A system for the instant transfer of funds is a recent collective innovation by the private sector, known as the Real-Time Payments network. RTP has the potential to connect all market participants and streamline business processes across industry sectors, simultaneously eliminating bank transfer or money transmitting app delays. For example, real-time payments could reduce or even eliminate the time to access funds sent to you from a loved one — this is a good thing!

Recently the Federal Reserve announced that it will move forward in creating its own faster payments platform, despite many uncertainties. This is something I would advise against. If the Fed continues on this path, I ask for increased transparency on why and how this government intervention is necessary.

The continued development of this innovative technology should be done in a responsible way. Right now, the private sector has the capability to connect banks and credit unions of all sizes on the RTP network.

The Fed developing a faster payments network as a competitor to the private sector raises two major concerns.

First, if the Fed develops a competing system the result could be market confusion. Meaning, many business entities will be hesitant to join the existing network, making it ineffective.

Many community financial institutions have already made the decision to join the RTP network, but others are hesitant to sign on until they know how the Fed’s platform will operate.

Second, the Fed creates a conflict of interest as it both supervises and regulates the private sector RTP system. There would be no mechanism for the regulated private entities to legally challenge the Fed’s decision. And there is virtually no transparency or accountability from the Fed — not to me, not to Congress and certainly not to the American people.

When Fed Chairman Jerome Powell testified in Congress in July, I asked him some pointed technical questions about interoperability of competing systems. Powell agreed that there are serious concerns about technical development and policy.

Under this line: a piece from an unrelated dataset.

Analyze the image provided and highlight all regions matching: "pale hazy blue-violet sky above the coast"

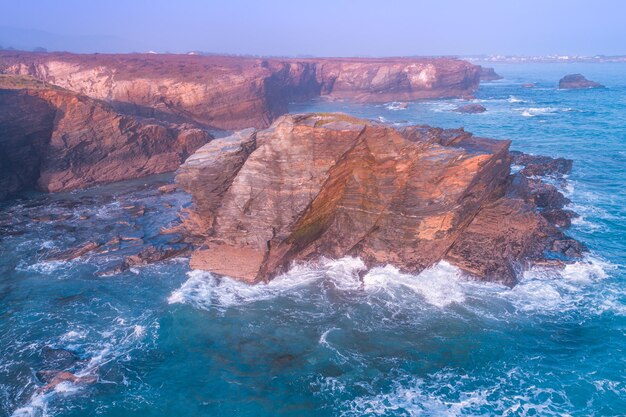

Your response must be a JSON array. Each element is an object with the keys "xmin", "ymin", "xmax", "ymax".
[{"xmin": 0, "ymin": 0, "xmax": 626, "ymax": 56}]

Earlier this year, the Fed experienced an outage on one of its payment platforms for member banks and we still don’t know if the Fed is susceptible to cyberattacks, or if the Fed system was simply not up to snuff. A government agency should not be competing directly with the industry it regulates. A changing regulatory landscape is anathema to business planning, growth and fairness.

More concerning is a regulatory agency proceeding with a lack of transparency on the development of a tool that competes with the private sector; and the cost to the taxpayer for this new tool. The Fed has not addressed potential weaknesses and gaps in interoperability, resiliency and cybersecurity.

Finally, but perhaps most important, we are left with unknown and unanswered questions on the part of the Fed as to how exactly this new system will work.

That is why I introduced legislation to require the Federal Reserve, before proceeding further with its own faster payments system, to publicly disclose how its platform will provide a clear public benefit; how much it will cost; and how the Fed intends to recuperate said costs. The Fed must also provide a justification for competing with private-sector companies who invested, innovated and entered the payments market. This is common-sense legislation that I hope all of my colleagues and businesses would support.

RTP is a groundbreaking new technology that could transform the financial industry and improve the financial health of millions of Americans, especially those living paycheck to paycheck. If we want to improve the viability of the payments system and ensure equitable and fair access for consumers, it is imperative that our laws and policies foster responsible innovation coupled with proper oversight of the regulators.

My bill is a necessary step to ensure the Fed acts with transparency. It is Congress’ duty to provide oversight of major government actions in the payments arena.

I cannot guarantee that any existing systems will be the perfect solution for facilitating real-time payments in the United States. But if history is any indicator, no one should be encouraging the Fed to both regulate and compete against private industry, and certainly not until we have all the answers.